Patients in the positive findings groups underwent significantly more other imaging modalities. A possible explanation could be that bleeding in these patients was more severe and/or prolonged; this cannot be established based on median hemoglobin level or number of blood units transfused. However, this may be due to the fact that patients in the positive findings group were significantly older with significantly more comorbidities, thus being more “fragile”.
Taking into account that a significant number of patients with past OOGIB were under treatment with NSAIDs and the low re-bleeding rate in negative CE after a long-term follow-up we can limit the recommendations to perform CE in these patients and reduce the financial cost per patient. Nevertheless, before such recommendations become an established step in the management of patients with OOGIB and negative CE, sufficient evidence should be provided by future large-scale relative studies.

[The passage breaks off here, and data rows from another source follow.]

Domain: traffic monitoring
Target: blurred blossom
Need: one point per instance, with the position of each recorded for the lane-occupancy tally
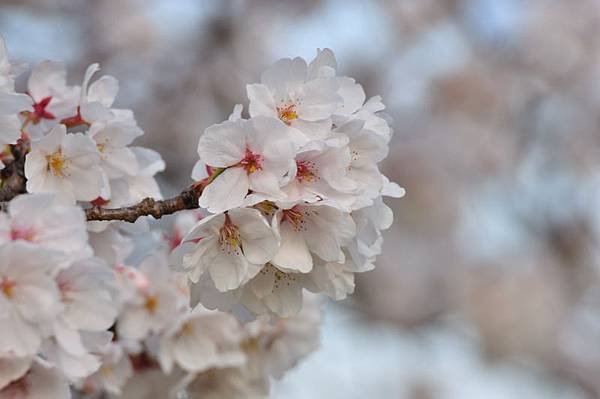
(488, 286)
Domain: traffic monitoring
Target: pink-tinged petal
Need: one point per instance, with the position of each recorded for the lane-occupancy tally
(227, 191)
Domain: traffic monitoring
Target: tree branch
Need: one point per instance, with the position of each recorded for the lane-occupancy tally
(13, 176)
(187, 199)
(14, 183)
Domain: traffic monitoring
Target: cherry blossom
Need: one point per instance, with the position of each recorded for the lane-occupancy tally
(292, 208)
(53, 100)
(67, 165)
(231, 247)
(255, 155)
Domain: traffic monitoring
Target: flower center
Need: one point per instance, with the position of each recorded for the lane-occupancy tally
(251, 161)
(281, 279)
(151, 303)
(39, 110)
(56, 163)
(287, 113)
(306, 171)
(229, 237)
(8, 287)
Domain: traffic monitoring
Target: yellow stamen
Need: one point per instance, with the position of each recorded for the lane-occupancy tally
(56, 163)
(151, 303)
(287, 113)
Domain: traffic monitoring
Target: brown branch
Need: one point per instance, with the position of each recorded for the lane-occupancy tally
(14, 183)
(13, 177)
(187, 199)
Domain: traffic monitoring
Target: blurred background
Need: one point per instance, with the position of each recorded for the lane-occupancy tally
(489, 283)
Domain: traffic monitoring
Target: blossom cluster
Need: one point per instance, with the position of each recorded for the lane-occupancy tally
(292, 201)
(295, 192)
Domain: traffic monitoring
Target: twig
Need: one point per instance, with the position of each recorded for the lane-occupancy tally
(13, 177)
(187, 199)
(14, 183)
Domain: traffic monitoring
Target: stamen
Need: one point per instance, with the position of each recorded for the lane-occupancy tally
(306, 171)
(287, 113)
(56, 163)
(229, 237)
(251, 162)
(294, 217)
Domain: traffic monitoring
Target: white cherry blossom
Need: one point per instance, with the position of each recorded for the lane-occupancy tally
(28, 296)
(230, 247)
(304, 103)
(256, 155)
(66, 165)
(305, 229)
(53, 99)
(201, 340)
(42, 381)
(112, 139)
(36, 219)
(154, 303)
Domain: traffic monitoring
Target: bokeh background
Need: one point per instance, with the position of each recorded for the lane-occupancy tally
(488, 286)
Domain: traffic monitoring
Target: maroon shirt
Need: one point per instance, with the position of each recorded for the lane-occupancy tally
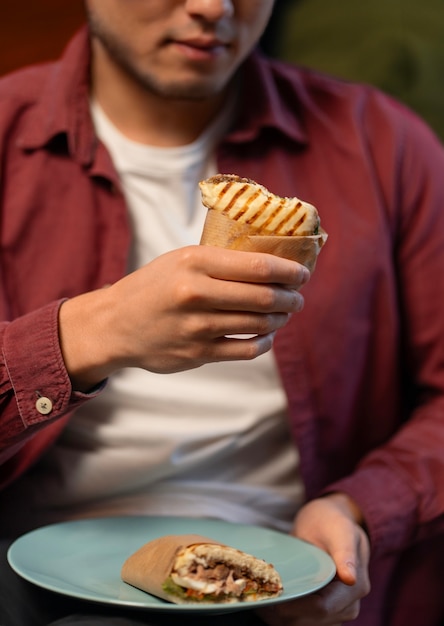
(362, 365)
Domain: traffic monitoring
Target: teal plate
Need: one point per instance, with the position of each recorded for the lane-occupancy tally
(83, 559)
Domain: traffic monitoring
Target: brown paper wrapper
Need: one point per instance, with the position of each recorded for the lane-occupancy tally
(150, 566)
(223, 232)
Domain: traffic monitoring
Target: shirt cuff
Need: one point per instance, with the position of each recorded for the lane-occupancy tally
(36, 368)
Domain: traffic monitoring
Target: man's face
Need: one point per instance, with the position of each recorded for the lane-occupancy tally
(182, 49)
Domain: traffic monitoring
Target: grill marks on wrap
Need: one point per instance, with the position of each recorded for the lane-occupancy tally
(237, 197)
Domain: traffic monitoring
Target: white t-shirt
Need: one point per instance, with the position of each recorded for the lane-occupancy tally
(212, 441)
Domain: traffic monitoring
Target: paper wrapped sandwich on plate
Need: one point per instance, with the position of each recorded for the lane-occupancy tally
(188, 569)
(244, 215)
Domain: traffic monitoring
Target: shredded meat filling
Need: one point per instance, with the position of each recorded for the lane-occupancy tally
(228, 580)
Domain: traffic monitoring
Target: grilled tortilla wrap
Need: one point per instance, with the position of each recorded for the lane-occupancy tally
(188, 569)
(243, 215)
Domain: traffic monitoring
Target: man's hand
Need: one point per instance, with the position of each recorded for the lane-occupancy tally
(176, 313)
(333, 524)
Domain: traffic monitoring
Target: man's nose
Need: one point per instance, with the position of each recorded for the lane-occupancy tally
(211, 10)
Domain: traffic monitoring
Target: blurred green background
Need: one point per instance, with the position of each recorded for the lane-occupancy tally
(397, 45)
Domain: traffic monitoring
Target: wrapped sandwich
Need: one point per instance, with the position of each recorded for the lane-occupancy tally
(188, 569)
(244, 215)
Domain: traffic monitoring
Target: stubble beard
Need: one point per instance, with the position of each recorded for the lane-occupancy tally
(169, 90)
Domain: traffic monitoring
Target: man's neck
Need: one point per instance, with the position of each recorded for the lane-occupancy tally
(149, 118)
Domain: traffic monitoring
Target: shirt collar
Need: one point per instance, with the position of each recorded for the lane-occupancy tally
(262, 106)
(63, 108)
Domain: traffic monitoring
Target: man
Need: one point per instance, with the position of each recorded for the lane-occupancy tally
(101, 281)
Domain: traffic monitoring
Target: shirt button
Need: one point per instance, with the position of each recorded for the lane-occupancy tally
(43, 405)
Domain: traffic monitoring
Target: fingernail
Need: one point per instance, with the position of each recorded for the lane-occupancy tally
(305, 275)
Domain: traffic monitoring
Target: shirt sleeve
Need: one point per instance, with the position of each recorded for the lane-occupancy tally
(35, 388)
(399, 486)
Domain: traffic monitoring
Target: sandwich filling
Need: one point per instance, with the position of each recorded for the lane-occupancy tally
(214, 572)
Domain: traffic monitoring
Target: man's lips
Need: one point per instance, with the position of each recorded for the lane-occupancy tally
(201, 48)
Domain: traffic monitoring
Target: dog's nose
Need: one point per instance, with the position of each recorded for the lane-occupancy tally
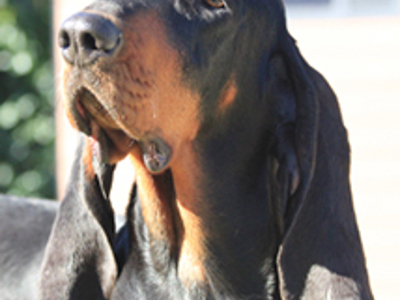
(85, 37)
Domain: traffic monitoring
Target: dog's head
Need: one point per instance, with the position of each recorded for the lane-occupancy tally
(150, 75)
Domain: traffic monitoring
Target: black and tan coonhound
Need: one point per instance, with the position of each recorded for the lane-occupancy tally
(240, 154)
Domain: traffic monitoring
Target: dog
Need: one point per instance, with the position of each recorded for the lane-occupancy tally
(240, 153)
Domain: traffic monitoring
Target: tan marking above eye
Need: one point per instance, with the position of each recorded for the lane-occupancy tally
(215, 3)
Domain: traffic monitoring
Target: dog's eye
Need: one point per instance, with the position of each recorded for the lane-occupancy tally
(215, 3)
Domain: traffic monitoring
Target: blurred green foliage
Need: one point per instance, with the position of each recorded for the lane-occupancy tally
(27, 127)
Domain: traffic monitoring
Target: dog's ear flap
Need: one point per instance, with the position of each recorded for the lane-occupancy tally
(79, 262)
(320, 254)
(296, 116)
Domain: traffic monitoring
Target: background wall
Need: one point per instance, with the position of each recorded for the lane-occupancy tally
(358, 53)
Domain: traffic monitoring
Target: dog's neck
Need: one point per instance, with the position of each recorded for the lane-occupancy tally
(213, 199)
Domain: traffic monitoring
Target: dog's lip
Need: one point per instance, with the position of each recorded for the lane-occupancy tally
(109, 142)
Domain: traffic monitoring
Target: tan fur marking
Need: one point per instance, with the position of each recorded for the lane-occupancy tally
(228, 96)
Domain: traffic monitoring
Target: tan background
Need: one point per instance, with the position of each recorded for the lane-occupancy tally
(361, 60)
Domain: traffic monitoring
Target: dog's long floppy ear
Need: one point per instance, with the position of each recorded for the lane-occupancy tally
(321, 256)
(79, 261)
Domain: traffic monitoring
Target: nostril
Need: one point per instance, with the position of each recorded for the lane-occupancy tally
(88, 41)
(85, 37)
(64, 40)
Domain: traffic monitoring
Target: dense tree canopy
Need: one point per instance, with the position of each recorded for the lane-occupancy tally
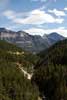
(51, 72)
(13, 84)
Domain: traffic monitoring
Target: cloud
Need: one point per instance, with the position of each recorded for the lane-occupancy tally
(34, 17)
(4, 4)
(61, 30)
(10, 14)
(39, 0)
(57, 12)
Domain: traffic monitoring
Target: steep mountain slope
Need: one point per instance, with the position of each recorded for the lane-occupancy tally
(29, 42)
(51, 72)
(54, 37)
(13, 84)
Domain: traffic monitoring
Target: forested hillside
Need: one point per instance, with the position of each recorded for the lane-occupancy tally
(51, 72)
(13, 84)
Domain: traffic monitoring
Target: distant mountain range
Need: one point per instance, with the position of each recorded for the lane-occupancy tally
(33, 43)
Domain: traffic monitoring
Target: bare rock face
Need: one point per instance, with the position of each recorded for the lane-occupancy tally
(29, 42)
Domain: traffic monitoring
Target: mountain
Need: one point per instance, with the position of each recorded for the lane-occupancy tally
(32, 43)
(13, 84)
(50, 73)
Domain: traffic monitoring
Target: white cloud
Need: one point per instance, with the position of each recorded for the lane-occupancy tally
(9, 14)
(61, 30)
(35, 17)
(57, 12)
(65, 8)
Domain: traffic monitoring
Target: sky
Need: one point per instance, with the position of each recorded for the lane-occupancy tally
(34, 16)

The main advantages of the current study are the large number of patients included and the long duration of follow-up. The main limitations are the retrospective design of the study and the inter-observer variability in the interpretation of CE findings of the centers involved. We also acknowledge that there is new AGA guideline4 changing the classical term obscure GI bleeding; small bowel bleeding is not included anymore. In contrast, the term includes every GI bleeding that cannot be characterized as upper GI, colon or small bowel bleeding after performing extensively upper/lower GI endoscopy and CE. However this manuscript reports our clinical data from the period that CE had not yet been established as the gold standard method for assessing small bowel, therefore we used the older definition for OOGIB.

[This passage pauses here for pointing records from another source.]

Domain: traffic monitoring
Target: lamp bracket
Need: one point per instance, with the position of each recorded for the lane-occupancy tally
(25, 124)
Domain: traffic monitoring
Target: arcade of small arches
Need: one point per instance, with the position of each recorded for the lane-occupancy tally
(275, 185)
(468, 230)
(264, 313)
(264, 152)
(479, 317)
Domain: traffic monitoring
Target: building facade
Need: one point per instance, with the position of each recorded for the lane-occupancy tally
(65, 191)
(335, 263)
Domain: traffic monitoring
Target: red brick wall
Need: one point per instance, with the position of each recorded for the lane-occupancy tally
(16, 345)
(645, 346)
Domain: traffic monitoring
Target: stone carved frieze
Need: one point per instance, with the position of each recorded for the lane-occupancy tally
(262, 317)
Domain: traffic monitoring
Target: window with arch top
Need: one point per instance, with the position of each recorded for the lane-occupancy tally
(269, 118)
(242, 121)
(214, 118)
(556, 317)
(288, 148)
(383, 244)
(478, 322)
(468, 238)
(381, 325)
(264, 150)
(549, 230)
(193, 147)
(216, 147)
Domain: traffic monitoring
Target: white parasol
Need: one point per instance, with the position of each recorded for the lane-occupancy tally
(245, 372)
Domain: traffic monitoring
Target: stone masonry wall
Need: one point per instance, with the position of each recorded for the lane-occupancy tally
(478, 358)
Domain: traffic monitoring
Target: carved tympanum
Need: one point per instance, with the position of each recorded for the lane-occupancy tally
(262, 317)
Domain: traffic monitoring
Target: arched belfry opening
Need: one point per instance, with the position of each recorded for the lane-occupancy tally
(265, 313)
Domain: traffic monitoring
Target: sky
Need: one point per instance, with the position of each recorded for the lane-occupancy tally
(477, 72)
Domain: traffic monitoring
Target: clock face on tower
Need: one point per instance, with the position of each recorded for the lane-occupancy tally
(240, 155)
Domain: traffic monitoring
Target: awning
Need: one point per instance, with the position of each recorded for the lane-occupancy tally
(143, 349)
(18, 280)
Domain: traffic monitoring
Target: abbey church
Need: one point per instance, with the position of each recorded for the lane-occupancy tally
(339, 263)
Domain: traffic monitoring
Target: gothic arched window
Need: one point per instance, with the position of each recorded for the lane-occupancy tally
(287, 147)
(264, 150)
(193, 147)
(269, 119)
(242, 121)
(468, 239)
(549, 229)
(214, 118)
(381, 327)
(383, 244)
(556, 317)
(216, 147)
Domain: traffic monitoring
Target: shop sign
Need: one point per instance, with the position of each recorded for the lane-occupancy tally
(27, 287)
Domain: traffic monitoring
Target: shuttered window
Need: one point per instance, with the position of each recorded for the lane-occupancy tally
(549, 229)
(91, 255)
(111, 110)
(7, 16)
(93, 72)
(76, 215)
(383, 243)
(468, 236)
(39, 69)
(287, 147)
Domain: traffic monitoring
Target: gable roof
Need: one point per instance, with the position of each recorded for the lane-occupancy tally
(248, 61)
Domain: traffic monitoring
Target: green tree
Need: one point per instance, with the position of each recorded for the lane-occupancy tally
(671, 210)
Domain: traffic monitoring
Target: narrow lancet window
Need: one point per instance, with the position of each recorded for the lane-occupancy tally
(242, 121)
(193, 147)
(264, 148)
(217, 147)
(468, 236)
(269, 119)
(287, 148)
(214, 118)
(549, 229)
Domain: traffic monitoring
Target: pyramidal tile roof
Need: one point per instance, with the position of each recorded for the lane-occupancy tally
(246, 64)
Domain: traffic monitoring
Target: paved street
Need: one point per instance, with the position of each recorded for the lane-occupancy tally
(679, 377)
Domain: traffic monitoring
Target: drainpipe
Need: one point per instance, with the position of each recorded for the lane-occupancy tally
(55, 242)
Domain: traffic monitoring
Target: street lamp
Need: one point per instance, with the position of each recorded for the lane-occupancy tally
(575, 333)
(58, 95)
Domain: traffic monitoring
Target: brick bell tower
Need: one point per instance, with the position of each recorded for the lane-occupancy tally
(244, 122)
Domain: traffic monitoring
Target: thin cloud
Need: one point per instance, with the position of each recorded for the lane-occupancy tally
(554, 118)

In conclusion, CE remains the leading examination in the investigation of past OOGIB. However, the selection of patients with high probability for positive CE could reduce the financial cost. Patients with OOGIB and negative CE had a considerably lower re-bleeding rate, thus further invasive procedures might be adjourned or might not be required in these patients, though such strategy requires further validation.
Conflict of interest
Authors declare no conflict of interest.